In base a tale principio, deve concludersi che il Tribunale ha esattamente svolto la funzione di controllo che la legge gli demanda limitata alla verifica della legittimità del vincolo reale senza entrare nel merito della pretesa punitiva che forma oggetto di indagini nel procedimento principale.

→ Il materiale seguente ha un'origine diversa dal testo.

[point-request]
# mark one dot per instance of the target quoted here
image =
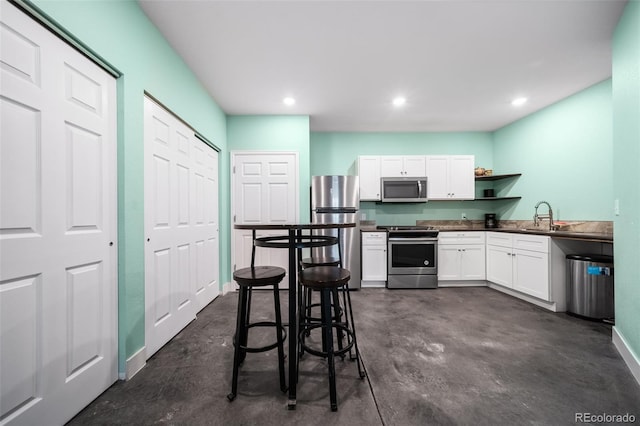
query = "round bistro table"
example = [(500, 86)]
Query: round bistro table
[(293, 241)]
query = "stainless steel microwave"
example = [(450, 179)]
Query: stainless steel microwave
[(404, 189)]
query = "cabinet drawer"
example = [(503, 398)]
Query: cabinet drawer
[(537, 243), (502, 239), (462, 237), (374, 238)]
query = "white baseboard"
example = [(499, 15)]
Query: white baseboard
[(534, 300), (135, 363), (461, 283), (227, 287), (373, 284), (629, 357)]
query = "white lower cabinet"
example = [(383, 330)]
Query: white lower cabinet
[(520, 262), (374, 259), (461, 256)]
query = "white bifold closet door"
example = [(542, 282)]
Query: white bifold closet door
[(181, 225), (58, 251)]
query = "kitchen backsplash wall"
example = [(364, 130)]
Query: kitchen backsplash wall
[(564, 153)]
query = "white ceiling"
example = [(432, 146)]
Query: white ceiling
[(458, 63)]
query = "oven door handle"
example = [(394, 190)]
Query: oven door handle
[(409, 240)]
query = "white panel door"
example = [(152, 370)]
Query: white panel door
[(58, 291), (181, 225), (206, 228), (265, 190)]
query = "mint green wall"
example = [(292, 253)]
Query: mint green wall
[(121, 33), (626, 162), (564, 153), (337, 153), (275, 133)]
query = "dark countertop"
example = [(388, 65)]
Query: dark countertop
[(583, 236)]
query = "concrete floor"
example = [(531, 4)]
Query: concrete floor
[(451, 356)]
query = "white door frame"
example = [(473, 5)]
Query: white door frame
[(236, 154)]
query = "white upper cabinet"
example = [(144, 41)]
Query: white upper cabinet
[(403, 166), (450, 177), (369, 173)]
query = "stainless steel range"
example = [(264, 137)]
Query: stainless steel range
[(412, 257)]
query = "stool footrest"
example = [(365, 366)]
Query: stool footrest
[(283, 335), (323, 354)]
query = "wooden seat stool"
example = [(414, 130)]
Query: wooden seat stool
[(247, 279), (326, 279)]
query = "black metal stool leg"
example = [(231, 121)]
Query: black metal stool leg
[(328, 341), (355, 339), (280, 340), (240, 331)]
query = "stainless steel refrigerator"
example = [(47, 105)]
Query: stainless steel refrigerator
[(336, 199)]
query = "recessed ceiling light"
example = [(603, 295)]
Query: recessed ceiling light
[(519, 101), (399, 101)]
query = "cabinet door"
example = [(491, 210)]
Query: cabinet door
[(391, 166), (374, 263), (472, 262), (448, 262), (369, 174), (437, 177), (415, 166), (499, 265), (462, 183), (531, 273)]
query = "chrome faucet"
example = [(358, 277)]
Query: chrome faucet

Invero i Giudici — dopo avere preso in opportuna considerazione le allegazioni della difesa — hanno ritenuto che l'indagato effettuasse scarichi di acque reflue industriali del suo insediamento produttivo, contenente sostanze pericolose, senza la prescritta autorizzazione. Tanto è sufficiente, nella presente fase cautelare, per ritenere la astratta configurabilità del reato — e di conseguenza non arbitrario il vincolo reale — senza necessità di ulteriori approfondimenti che esulano dai limiti cognitivi di un procedimento incidentale. I Giudici hanno correttamente evidenziato come la circostanza che l'illegittimo sversamento avvenga in fognatura (secondo quanto ritenuto dal Giudice per le indagini preliminare) o in un pozzo a perdere (secondo quanto prospettato da un accertamento dell'Ama successivo alla applicazione delle misura) sia del tutto ininfluente; la fattispecie di reato contestata punisce ogni indebita immissione di acque reflue nel suolo, nel sottosuolo ed in rete fognaria. In tale modo, il Tribunale non ha posto a fondamento delle sua decisione elementi probatori non sottoposti al vaglio del Giudice, ma si è limitato a rilevare che le nuove emergenze non mutano il quadro indiziario.

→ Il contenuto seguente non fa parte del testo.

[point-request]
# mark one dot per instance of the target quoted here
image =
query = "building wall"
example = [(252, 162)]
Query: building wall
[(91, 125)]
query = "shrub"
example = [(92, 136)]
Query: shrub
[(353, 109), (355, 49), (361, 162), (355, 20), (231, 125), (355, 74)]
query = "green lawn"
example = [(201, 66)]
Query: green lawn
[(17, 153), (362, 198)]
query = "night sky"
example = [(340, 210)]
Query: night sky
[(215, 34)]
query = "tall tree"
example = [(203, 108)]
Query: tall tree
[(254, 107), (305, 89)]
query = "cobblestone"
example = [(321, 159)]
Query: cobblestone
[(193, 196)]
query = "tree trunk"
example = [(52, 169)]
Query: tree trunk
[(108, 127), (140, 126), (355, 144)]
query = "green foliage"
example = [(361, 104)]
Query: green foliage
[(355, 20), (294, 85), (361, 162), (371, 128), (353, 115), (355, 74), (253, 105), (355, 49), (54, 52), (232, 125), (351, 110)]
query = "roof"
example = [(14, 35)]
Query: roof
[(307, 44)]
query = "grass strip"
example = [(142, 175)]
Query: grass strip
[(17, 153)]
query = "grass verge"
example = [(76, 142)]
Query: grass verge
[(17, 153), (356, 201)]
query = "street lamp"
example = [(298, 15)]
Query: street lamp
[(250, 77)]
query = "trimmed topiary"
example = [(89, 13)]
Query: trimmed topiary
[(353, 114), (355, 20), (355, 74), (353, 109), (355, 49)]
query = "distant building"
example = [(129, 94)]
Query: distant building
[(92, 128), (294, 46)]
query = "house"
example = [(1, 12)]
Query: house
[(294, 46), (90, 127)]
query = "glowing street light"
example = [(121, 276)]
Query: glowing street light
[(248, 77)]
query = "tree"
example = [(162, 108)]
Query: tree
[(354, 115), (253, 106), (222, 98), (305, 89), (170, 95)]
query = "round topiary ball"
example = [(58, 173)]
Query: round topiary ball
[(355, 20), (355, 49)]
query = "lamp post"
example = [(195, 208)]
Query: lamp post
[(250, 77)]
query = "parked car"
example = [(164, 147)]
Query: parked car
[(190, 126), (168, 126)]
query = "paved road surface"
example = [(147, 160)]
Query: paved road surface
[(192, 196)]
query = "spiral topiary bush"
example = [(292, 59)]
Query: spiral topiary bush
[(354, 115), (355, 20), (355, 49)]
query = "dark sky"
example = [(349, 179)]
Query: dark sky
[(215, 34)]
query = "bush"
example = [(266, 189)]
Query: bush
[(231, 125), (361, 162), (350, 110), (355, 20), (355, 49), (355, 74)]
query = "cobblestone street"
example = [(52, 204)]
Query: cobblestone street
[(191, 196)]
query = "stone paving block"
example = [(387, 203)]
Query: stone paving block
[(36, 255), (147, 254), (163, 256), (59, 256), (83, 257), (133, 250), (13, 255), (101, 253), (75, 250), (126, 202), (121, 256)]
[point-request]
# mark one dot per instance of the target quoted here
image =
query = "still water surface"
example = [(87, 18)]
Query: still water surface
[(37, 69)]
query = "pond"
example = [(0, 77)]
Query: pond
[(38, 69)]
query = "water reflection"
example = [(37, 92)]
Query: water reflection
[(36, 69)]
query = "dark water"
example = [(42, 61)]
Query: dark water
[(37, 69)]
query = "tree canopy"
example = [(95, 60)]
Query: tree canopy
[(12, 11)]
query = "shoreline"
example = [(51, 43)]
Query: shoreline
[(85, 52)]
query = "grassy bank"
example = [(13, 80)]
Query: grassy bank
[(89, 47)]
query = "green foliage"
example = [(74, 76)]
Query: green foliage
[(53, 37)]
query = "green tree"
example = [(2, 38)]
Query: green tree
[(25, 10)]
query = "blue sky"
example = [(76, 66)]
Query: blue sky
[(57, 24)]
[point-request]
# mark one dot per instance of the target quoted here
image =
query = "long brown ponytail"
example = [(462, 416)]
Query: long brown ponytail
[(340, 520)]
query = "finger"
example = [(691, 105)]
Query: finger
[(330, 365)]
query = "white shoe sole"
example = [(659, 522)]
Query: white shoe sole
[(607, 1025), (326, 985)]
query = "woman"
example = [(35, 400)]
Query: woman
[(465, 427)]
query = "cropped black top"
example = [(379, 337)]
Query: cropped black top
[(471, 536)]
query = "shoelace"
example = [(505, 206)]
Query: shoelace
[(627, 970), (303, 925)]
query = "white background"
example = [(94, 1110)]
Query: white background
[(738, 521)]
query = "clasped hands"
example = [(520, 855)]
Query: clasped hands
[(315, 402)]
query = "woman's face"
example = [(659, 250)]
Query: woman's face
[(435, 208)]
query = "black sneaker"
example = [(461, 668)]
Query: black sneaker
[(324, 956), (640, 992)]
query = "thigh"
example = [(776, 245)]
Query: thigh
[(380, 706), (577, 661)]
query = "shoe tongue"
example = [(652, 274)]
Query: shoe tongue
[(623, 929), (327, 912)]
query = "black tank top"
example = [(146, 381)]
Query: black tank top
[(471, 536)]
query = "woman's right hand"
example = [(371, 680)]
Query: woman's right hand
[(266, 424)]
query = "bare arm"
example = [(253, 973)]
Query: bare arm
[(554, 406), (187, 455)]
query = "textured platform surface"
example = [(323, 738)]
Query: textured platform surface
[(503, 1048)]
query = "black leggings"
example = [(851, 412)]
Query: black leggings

Le esigenze di cautela sono state correttamente enucleate nella possibilità che l'indagato, nella libera disponibilità dei beni, continui l'attività produttiva con conseguente protrarsi della illecita condotta. Pertanto la conclusione sia sulla configurabilità del reato sia sulle esigenze di cautela è sorretta da apparato argomentativo congruo, completo, corretto.

In tale contesto, il ricorrente formula generiche censure sul fumus commissi delicti prive della necessaria specificità e concretezza. Le residue deduzioni hanno come presupposto, non fondato, che le esigenze di cautela debbano essere correlate allo scarico in rete fognaria; le ricordate esigenze sono state ritenute sussistenti per la possibile reiterazione del reato per la configurazione del quale elemento irrilevante è, come già evidenziato, la immissione in fognatura o in un pozzo a perdere.

 

PQM

 

La Corte rigetta il ricorso e condanna il ricorrente al pagamento delle spese processuali.

Così deciso in Roma, il 11 febbraio 2004.

Depositato in Cancelleria il 23 marzo 2004.